Thousands of teachers in the Netherlands gather to demand beter working conditions and more pay
Thousands of primary school teachers gathered in The Hague, Netherlands, on Thursday for a demonstration during a one-day strike demanding better pay and working conditions. Many schools across the country were closed or running on a smaller staff.
Most elementary schools in the Netherlands will close on Thursday, giving more than a million children a day off, as teachers go on a rare, massive strike to demand more pay and better working conditions.
Around 90,000 teachers will participate in the second general strike of Dutch primary school teachers since the 1980s. Roughly 90 percent of all elementary schools are expected to remain shut.
Carrying placards saying "Teachers are furious" and "Pay up!", thousands of teachers gathered at a park in The Hague and demanded that the incoming government pay some 1.4 billion euros ($1.6 billion) to improve their salaries and work conditions.
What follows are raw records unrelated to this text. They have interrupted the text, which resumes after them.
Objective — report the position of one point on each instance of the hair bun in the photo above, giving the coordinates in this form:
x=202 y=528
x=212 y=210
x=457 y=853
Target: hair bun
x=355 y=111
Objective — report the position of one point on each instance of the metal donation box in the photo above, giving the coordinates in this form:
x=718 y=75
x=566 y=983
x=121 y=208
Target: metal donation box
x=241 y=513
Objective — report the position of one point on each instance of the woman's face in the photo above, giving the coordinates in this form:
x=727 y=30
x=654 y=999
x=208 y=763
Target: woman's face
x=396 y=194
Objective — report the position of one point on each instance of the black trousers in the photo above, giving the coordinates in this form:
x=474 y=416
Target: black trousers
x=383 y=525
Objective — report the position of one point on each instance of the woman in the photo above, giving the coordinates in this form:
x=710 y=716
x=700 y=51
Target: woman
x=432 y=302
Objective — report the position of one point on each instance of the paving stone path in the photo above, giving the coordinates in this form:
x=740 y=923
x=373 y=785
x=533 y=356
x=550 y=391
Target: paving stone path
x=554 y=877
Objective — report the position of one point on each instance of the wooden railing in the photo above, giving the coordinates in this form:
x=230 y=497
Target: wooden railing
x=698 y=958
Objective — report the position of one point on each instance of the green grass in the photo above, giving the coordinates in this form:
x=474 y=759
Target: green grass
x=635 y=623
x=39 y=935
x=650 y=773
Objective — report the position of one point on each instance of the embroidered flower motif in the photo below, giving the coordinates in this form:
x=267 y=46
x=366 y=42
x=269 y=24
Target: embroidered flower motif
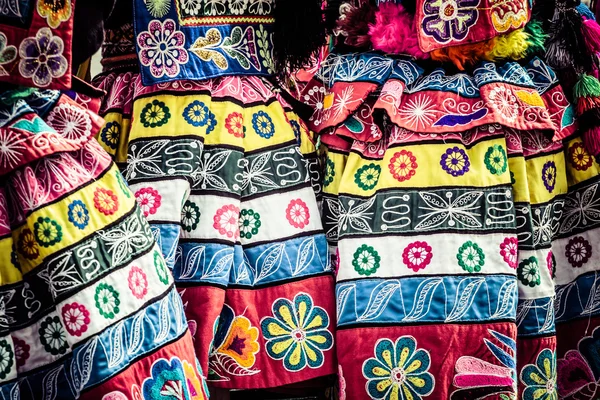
x=263 y=124
x=78 y=214
x=579 y=157
x=8 y=54
x=399 y=370
x=47 y=232
x=495 y=160
x=7 y=359
x=366 y=260
x=529 y=272
x=540 y=378
x=162 y=48
x=470 y=257
x=155 y=114
x=28 y=247
x=226 y=221
x=21 y=351
x=105 y=201
x=110 y=135
x=549 y=175
x=403 y=165
x=53 y=336
x=509 y=251
x=578 y=251
x=107 y=300
x=367 y=176
x=297 y=214
x=138 y=283
x=249 y=224
x=234 y=123
x=149 y=200
x=42 y=58
x=55 y=11
x=161 y=268
x=330 y=172
x=504 y=102
x=190 y=216
x=455 y=161
x=298 y=333
x=417 y=255
x=76 y=318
"Our salaries have barely grown in the past 10 years, while the work only got harder," 37-year-old teacher Bart Audenaerd said. "Something must be done now, to make our jobs more attractive and to prevent a major shortage of teachers in the years to come."
Teachers want at least 900 million euros to bring their salaries on a par with high school colleagues, while the rest of the amount should be used to alleviate work stress, Dutch media reports said.
The teachers' action reflects growing frustration among workers in one of Europe's strongest economies, who feel left behind as accelerating growth has not been matched by wage increases.
Protesters warned that if Prime Minister Mark Rutte's new government -- expected to be announced later this month -- fails to agree, they will consider striking for two days next month.
The protest affected "a large part of some 6,500 schools across the country," the Dutch newscaster RTL reported.
Strikes are unusual in the Netherlands.
"We are on strike because we want a better future for our younger colleagues. They have enormous pressures," Merian van Goethaem, a teacher from the southern city of Tilburg told AFP.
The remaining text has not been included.